Quand on dit « école », la plupart d’entre nous imaginent un bâtiment avec des couloirs où l’on sent encore l’odeur de l’émail sur les murs, une sonnerie stridente qui rappelle l’alarme d’un bombardier, une journée découpée en segments précis entre lesquels on peut prendre un goûter, et un tableau noir – désormais plus souvent interactif que la craie. À première vue, peu de choses ont réellement changé. Et c’est là le problème.
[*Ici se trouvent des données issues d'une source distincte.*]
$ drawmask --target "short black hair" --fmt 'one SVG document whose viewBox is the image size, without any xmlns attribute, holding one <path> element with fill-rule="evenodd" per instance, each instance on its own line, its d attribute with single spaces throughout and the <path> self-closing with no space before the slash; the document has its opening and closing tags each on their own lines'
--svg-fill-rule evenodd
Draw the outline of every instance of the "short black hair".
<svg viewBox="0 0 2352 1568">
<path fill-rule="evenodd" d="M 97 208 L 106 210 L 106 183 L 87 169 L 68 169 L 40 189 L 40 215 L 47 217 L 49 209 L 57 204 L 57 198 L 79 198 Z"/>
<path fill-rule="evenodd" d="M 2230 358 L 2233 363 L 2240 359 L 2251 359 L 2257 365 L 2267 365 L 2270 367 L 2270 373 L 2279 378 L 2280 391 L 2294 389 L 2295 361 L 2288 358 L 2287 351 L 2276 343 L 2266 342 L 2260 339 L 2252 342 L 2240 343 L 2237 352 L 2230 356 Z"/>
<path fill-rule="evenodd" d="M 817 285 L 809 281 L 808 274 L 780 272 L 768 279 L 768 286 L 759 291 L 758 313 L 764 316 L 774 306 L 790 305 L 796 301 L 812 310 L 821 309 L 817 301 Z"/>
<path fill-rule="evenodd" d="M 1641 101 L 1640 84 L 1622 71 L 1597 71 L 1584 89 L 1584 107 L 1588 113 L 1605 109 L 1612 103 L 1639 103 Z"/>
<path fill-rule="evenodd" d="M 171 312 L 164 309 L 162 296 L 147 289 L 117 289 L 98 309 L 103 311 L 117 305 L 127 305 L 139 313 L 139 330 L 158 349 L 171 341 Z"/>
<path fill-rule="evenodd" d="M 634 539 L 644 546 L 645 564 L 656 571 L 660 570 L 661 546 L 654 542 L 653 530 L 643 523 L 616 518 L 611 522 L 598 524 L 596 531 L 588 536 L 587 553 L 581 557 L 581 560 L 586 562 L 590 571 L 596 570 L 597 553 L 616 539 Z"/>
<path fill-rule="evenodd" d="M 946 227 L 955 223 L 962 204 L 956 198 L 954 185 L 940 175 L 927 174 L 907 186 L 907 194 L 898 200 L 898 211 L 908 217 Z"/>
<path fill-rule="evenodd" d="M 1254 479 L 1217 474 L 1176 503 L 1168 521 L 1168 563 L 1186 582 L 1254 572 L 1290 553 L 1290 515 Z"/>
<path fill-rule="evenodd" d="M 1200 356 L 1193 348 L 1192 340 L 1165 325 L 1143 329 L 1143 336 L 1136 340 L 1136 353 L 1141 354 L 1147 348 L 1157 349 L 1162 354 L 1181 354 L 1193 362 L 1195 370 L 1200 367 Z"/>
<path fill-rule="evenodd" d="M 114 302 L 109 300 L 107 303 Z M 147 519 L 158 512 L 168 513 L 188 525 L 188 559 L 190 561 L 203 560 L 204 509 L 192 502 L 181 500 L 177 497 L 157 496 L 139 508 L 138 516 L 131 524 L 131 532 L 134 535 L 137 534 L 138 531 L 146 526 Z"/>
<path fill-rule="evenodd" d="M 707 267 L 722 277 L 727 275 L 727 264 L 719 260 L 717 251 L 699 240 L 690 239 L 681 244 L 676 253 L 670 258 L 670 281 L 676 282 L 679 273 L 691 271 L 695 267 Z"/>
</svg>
L’école, telle que nous la connaissons, a été créée au siècle des Lumières. À une époque où l’information était rare et où sa transmission était essentielle au progrès des civilisations. Un enfant venait à l’école pour apprendre ce qu’il n’aurait pas pu apprendre autrement : comment fonctionne le monde, comment compter, comment écrire, ce qu’est l’histoire. L’enseignant était le porteur du savoir. L’école était le lieu de transmission du savoir.
Ce modèle avait sa logique. Aux XVIIIe et XIXe siècles, il était révolutionnaire. Il fonctionnait encore assez bien au milieu du XXe siècle. L’information était autrefois limitée, son accès difficile, et sa médiation systématique se justifiait.
Mais les enfants d’aujourd’hui n’ont pas besoin d’information.
Il y a une surabondance d’information. Internet regorge de faits, d’instructions, d’explications, de vidéos, de simulations et de cours. Un enfant a accès en quelques secondes à une quantité de données bien supérieure à celle dont disposait un professeur d’université il y a trente ans. Le problème aujourd’hui n’est pas le manque d’information, mais la manière de s’y retrouver. Comment distinguer l’essentiel du superflu, le vrai du faux, l’important du superflu.
Et pourtant, la structure scolaire est encore conçue comme si son objectif principal était de transmettre le plus d’informations possible.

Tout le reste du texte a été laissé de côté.